I stowed the car away, walked across the lawn and let myself into the house through the back door. I made some tea and sat down on the living room sofa to drink it.
Out of work again.
Or to be more accurate, currently not being paid by anyone. The self-employed person always has work to do. The question is, whose money is he spending? Right now, indeed for the foreseeable future, I was spending my own.
The sun was shining and the lawn needed cutting. Seize the day.
I got to my feet, went up to the bedroom and changed into an old pair of jeans and my gardening shirt. I fished my gardening shoes out of the cupboard by the back door. My mobile rang from the hall.
“Where are you?” Adam asked.
“At home. Just about to cut the lawn.”
“Got anything on this evening?”
“Nothing more exciting than cutting the lawn.”
“I think I can help there,” he said. “Come for supper.”
“Going to be that good is it?”
“There’s something I want to talk to you about. Or rather, someone. You remember Philip Soames?”
I took a moment. Sat down on the chair by the phone table and stretched out my legs. Adam asked if I was still there.
“Yes,” I said. “What about him?”
“Tell you when you get here. Soon as you like.”
He disconnected. I stared across the hall. Pressed the call cancel button.
Philip Soames… Again…
Saved from cranking up the lawn mower, I de-dressed and re-dressed. Decided on a change of shirt and trousers, collected my jacket and car keys and left the house the way I had come in.
I managed to avoid the city centre, crossed the suspension bridge in light traffic, then turned west up the hill through Leigh Woods and on to the Clevedon road. A few minutes before 6 o’clock I pulled up outside Adam and Chrissie’s house on Dial Hill. As I reached for the doorbell, there was an explosion of barking from inside the hall. That could only be the force of nature that is Sam the Bearded Collie.
Indeed so. Chrissie opened the front door and in a whirlwind of noise, swirling hair and thrashing tail, Sam launched himself over the threshold.
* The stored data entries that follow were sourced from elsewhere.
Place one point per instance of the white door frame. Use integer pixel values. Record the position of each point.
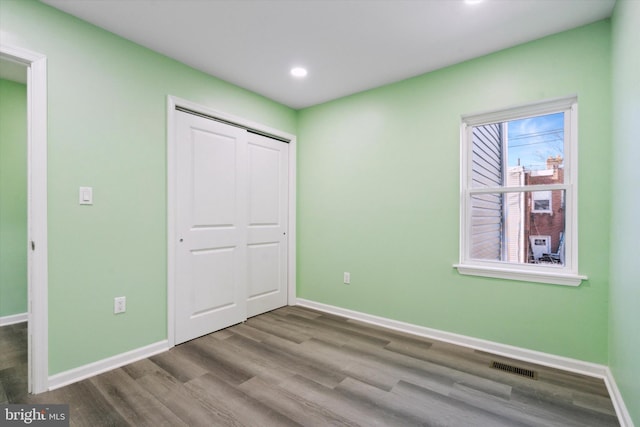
(37, 213)
(172, 103)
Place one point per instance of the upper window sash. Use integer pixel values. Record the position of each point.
(566, 274)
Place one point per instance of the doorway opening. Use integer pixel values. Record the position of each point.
(34, 65)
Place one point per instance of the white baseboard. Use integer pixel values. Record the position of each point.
(14, 318)
(526, 355)
(77, 374)
(621, 409)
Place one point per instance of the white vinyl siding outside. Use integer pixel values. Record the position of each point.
(497, 201)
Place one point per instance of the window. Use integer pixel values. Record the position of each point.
(541, 202)
(518, 193)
He reared upright, planted his front paws on my chest and we danced backwards – him Fred Astaire, me Ginger Rogers. I managed to get my hands either side of his neck and slow down the mad fox trot. Sam dropped on to all fours. I bellowed “Sit!” And he did, staring up at me, tongue hanging out, panting like an idling steam engine.
Chrissie was hanging on to the door jam, convulsed with laughter. Adam appeared at her side.